Wednesday, March 21, 2007

CLSI's Latest Poll Results

The results from AACC's Center for the Study of Local Issues latest survey are in, and they hint at the tension between higher taxes and better services that many residents in the County feel. The most important problems, in residents' eyes, remain growth (16%) and taxes (15%). As the survey's author, Dr.

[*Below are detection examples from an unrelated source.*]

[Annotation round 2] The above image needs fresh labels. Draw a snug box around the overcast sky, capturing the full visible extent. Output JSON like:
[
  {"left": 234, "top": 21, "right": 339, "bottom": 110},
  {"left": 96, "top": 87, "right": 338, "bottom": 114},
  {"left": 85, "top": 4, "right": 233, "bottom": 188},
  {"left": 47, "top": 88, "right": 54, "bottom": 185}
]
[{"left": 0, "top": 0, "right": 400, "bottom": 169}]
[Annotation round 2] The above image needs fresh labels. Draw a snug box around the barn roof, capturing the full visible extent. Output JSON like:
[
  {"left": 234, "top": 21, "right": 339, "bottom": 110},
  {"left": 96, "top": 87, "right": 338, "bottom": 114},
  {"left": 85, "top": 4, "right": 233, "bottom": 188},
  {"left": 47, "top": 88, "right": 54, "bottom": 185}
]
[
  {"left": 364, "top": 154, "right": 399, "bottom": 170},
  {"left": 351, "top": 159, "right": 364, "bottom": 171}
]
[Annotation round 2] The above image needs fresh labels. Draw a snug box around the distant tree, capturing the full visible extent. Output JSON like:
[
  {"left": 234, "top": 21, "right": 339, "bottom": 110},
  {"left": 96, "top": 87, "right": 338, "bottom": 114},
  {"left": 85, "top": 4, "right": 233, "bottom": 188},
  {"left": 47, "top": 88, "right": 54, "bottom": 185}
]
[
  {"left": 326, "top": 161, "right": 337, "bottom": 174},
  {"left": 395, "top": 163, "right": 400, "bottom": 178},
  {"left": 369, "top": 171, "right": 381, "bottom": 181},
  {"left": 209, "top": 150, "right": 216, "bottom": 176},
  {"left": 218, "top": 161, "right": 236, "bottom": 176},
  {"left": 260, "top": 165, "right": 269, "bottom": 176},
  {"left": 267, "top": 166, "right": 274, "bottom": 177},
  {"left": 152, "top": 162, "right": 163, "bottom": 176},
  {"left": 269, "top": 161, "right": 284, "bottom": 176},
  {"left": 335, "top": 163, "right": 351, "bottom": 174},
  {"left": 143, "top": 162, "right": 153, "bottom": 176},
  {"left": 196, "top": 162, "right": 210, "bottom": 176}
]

Dan Nataf says, "everybody is a liberal on spending and a conservative on taxes."

The spring 2007 data indicate that half of the 529 residents surveyed favored "a school system which is absolutely top quality regardless of the cost." However, in response to the recently proposed 17 percent increase in the county public school system's budget, only 25% said "fully fund this proposal by raising some county taxes." Twenty percent wanted to "fully fund this proposal by reducing other county services," while 43% wanted to have their cake and eat it too, desiring to "partially fund this proposal to the extent possible without increasing taxes or reducing other county services." How, exactly, that final option could even occur (massive assessment hikes?), is not entirely clear.

Among hot legislative topics in the news, a whopping majority of respondents want to ban roadside soliciting (76%), raise the cigarette tax to defray healthcare costs (72%), and ban smoking in all restaurants and bars (68%).

As has been discussed here previously, most County residents (61%) are "not very familiar" with the issue of "changing the method of selecting the Anne Arundel County school board." I suspect the percentage is actually far higher than that. Nevertheless, 20% of respondents are content to keep the existing system, 42% want an elected school board, and 40% favor a board "selected by citizens representing elected officials and other community groups such as the teachers' union and the chamber of commerce."

The damage to County government's political capital wreaked by the previous administration is still evident in the fact that a majority of respondents (52%) do not "trust the county to find the right balance between paying for these expenses and keeping taxes as low as possible?"